Data Augmentation For Medical MR Image Using Generative Adversarial Networks
This work addresses data scarcity in medical imaging for improved computer-assisted diagnosis, though it is incremental as it builds on existing GAN techniques.
The paper tackled the problem of limited brain tumor MR image datasets for deep learning by improving a GAN-based data augmentation method, resulting in realistic 256x256 images that outperformed other GAN methods in FID and MS-SSIM metrics.

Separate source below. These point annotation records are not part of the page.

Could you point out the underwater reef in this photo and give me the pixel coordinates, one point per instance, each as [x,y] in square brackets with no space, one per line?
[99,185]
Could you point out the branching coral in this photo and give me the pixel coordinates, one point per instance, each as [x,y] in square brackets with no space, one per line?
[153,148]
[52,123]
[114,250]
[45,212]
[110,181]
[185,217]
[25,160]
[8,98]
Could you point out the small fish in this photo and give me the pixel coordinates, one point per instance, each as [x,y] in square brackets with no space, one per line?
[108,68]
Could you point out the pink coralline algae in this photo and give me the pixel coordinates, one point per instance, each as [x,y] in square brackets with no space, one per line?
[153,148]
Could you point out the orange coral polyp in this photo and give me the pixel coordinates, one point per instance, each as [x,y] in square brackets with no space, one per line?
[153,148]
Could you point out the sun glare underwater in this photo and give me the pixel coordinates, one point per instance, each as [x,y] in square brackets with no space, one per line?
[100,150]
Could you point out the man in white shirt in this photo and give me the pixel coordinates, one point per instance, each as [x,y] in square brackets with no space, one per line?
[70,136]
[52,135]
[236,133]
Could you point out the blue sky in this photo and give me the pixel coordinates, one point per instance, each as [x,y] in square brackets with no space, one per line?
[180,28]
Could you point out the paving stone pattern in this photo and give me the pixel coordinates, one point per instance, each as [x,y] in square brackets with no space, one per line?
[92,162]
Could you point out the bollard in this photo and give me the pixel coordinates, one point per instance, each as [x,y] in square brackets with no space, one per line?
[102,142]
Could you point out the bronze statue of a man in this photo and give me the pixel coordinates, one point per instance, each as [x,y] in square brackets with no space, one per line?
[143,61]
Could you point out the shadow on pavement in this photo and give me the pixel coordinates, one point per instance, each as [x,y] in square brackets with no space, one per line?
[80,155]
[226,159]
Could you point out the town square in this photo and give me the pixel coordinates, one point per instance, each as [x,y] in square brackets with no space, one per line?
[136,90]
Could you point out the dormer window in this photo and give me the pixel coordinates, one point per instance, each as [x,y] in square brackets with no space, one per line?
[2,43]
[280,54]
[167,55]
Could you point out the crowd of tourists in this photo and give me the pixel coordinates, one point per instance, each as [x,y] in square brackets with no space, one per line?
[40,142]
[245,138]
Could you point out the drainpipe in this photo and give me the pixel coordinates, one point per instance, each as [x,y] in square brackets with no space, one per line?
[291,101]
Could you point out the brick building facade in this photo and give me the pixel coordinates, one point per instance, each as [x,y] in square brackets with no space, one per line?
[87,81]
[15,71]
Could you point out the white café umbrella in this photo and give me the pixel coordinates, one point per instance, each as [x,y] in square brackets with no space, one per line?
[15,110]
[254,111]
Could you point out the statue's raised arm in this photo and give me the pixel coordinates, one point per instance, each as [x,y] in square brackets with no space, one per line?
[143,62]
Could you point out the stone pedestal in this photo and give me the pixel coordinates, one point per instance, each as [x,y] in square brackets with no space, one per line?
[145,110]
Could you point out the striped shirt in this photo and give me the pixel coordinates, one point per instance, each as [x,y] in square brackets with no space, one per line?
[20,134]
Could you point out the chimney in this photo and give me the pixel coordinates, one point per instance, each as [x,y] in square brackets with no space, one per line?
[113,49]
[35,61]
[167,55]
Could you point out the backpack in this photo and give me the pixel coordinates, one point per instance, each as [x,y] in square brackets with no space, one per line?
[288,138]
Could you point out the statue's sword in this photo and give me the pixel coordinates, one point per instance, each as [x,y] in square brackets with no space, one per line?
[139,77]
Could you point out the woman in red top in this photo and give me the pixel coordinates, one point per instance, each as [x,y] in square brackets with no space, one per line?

Computer-assisted diagnosis (CAD) based on deep learning has become a crucial diagnostic technology in the medical industry, effectively improving diagnosis accuracy. However, the scarcity of brain tumor Magnetic Resonance (MR) image datasets causes the low performance of deep learning algorithms. The distribution of transformed images generated by traditional data augmentation (DA) intrinsically resembles the original ones, resulting in a limited performance in terms of generalization ability. This work improves Progressive Growing of GANs with a structural similarity loss function (PGGAN-SSIM) to solve image blurriness problems and model collapse. We also explore other GAN-based data augmentation to demonstrate the effectiveness of the proposed model. Our results show that PGGAN-SSIM successfully generates 256x256 realistic brain tumor MR images which fill the real image distribution uncovered by the original dataset. Furthermore, PGGAN-SSIM exceeds other GAN-based methods, achieving promising performance improvement in Frechet Inception Distance (FID) and Multi-scale Structural Similarity (MS-SSIM).